第6話 戦いの連鎖



「おお、参ったかノブ。ささ、碁で勝負じゃ勝負! 此度こそは負けぬぞー」

 あれから10日。


 毎日のように姫に呼び出されては遊び相手を務めるのが、山原の日課となっていた。

 殿も愛娘が楽しそうにしているのを見て、自分に姫の相手をよろしく頼むとつい昨日、正式に申し付けてきたほどだ。



「(ふー、また面倒な事になってしまったな)」

 碁盤から顔を上げて室内を伺う。

 そう広くない6畳間には姫の付き人である女中2人と姫、そして自分の4人が居る。

 姫は楽しげに碁盤とにらめっこをしているが、女中二人はあまり面白くなさそうな顔でこちらを伺っていた。


「(当然だな。女中達は家臣それぞれの手先だ。山原のような成り上がり者が姫の側をうろつくのを良しとはしないだろう)」

 先日の出かけ先の町でも誤解を解くのに苦心した―――横から町人が、姫の事を山原の嫁かなどと茶々を入れてきたせいで。

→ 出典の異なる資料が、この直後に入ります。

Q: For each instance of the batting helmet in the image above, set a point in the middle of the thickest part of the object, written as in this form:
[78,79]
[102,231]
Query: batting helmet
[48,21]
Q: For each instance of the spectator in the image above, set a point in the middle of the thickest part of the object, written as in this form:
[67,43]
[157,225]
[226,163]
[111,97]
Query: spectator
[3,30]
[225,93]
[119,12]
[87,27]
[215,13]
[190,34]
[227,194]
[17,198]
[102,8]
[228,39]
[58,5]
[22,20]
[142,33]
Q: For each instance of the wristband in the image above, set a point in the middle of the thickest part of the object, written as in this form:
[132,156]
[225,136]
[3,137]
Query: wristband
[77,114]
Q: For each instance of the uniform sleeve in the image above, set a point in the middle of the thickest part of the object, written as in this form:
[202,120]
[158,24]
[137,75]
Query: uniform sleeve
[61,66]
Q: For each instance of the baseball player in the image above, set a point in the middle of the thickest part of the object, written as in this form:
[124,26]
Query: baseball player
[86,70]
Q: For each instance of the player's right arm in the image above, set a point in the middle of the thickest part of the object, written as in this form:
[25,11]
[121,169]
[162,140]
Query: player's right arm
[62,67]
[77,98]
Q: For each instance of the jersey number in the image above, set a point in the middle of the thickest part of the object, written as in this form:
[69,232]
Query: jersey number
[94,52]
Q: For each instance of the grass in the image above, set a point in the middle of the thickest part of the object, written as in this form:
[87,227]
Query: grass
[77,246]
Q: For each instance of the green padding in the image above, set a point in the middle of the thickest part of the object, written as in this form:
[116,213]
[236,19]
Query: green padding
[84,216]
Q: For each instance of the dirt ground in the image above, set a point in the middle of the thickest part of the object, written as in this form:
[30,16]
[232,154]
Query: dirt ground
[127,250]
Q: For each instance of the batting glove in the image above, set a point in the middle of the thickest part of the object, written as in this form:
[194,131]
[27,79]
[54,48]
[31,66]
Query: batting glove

 あの町娘が勘違いしただけでなく、姫も悪ノリしたせいでちょっとした騒ぎになりかけた事を思い返す。


「(女が絡む話がこうも面倒だとはな)」

 幸い、町の件は殿や他の家臣の耳には届いてはいないようだが、噂好きの女中達がその辺の事を知ったならまた面倒な事になりかねない。

 山原の気はずっしりと重かった。






「よーお、山原じゃないか? 今日も姫様のご機嫌取りか?」

「これは醐内ごだい様。そう意地の悪い事をおっしゃらないでくだされ。これも役目なれば」


「そちも大変よな。まぁ出世すればするほど責任重き役をなさねばならぬは当然。努々ゆめゆめ油断されるなよ?」

「ありがとうございます。醐内様」

 同じ家臣である彼は、決して山原に友好的というわけではない。もとより武家の出の彼は、むしろ自分を下に見てる派だ。


 だからこそのである。


「(武士の派閥というのも大変だな。姫に覚えのいい山原じぶんを否定するか肯定するかで、排除する側か味方に引き入れようとする側かわかるというわけだ)」

 醐内は暗に排除派がいると教えてくれたのだ。つまり彼自身は山原を味方に引き入れようという側。


 城内にて渦巻く静かな戦い。こちらも気が抜けない話だと彼はため息をつく。


「(……姫を利用する、か。を明確にするには丁度良いやもしれん)」

 もっとも、何もせずとも彼女のあの様子では今後も自分を贔屓にするだろう。自分と姫の距離が近い事を苦々しく思う同僚家臣、それがこの城内における自分の敵だ。